Performance of DIPx in the AZS dataset.

This includes both Test Set 1 (panels a, b, c, f) and Test Set 2 (panels d, e, g). a) Comparison of predicted vs observed synergy scores for all experiments in Test Set 1. b) Comparison of DIPx vs TAIJI-M in terms of the correlation between predicted and observed synergy scores from all experiments in Test Set 1. Each boxplot shows the results based on 100 bootstrap replicates of the training set. c) Comparison of DIPx and TAIJI-M performance across cell lines in Test Set 1. Each point represents the correlation between the predicted and observed synergy for a given cell line. d) Comparison of DIPx vs TAIJI-M in Test Set 2. Each boxplot displays the correlations between the predicted and observed values obtained from 100 bootstrap replicates of the training set. e) Comparison of performance between DIPx and TAIJI-M in Test Set 2 in relation to the number of drugs in common (x-axis) between the combinations in the test set and the training set. f) and g) DIPx vs TAIJI-M in three groups classified by monotherapy sensivitity of two drugs in a combination in Test Set 1 (f) and Test Set 2 (g).
**Figure 2—figure supplement 1**. 10-fold cross validation of DIPx in the training set of the ASZ DREAM dataset

To demonstrate that DIPx does not overfit the training set, we performed a 10-fold cross-validation for DIPx. Figure 2-figure supplement 1 shows the Spearman correlation between the predicted and observed Loewe scores across the ten folds. DIPx achieved a median correlation of 0.48, which is comparable to the correlation of 0.50 in Test Set 1. This indicates that there is no evidence of overfitting in the training set.

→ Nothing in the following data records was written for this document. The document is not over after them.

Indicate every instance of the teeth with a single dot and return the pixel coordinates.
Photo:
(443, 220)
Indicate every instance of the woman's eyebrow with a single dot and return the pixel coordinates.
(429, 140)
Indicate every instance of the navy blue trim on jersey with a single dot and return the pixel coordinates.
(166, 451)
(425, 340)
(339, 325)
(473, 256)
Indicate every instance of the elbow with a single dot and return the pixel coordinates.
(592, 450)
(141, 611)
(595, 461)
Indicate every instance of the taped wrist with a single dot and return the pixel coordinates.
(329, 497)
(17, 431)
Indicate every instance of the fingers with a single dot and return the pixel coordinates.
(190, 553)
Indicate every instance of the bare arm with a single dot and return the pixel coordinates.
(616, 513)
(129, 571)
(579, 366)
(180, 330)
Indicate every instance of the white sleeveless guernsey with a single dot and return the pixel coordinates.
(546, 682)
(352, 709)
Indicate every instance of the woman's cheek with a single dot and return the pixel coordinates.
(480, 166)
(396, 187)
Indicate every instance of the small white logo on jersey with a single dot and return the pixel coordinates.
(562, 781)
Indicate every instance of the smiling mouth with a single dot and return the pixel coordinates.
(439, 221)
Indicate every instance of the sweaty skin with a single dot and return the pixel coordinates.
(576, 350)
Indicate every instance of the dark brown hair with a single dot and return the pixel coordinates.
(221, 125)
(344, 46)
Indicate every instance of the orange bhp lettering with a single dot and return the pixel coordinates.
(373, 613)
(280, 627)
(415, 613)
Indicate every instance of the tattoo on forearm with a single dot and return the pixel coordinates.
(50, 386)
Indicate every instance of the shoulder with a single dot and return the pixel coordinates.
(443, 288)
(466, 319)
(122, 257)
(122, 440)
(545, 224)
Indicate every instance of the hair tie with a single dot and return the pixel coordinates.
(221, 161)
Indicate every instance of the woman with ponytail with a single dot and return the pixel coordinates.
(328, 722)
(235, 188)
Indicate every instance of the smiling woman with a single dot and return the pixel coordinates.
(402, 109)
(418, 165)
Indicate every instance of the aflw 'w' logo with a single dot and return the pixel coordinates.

Furthermore, we compared the performance of DIPx and TAIJI-M across all cell lines in Test Set 1 using a Spearman correlation between the predicted and observed synergy scores, as shown in Figure 2c. A majority of the cell lines (63%) are below the diagonal line, indicating that DIPx outperforms TAIJI-M in predicting synergy scores for these cell lines.

We also compared the performance of DIPx and TAIJI-M in Test Set 2. As expected, the prediction performance of both methods was worse in Test Set 2 than in Test Set 1 since Test Set 2 consists of new combinations absent from the training set. The Spearman correlation of the observed vs predicted synergy using DIPx is 0.26 (95% CI: 0.22–0.30), which is greater than 0.18 (95% CI: 0.16–0.20) using TAIJI-M. However, the difference is not statistically significant. Figure 2d show that this result is stable across 100 bootstrap replications of the training set. A similar downward bias for DIPx is observed in the bootstrap distribution.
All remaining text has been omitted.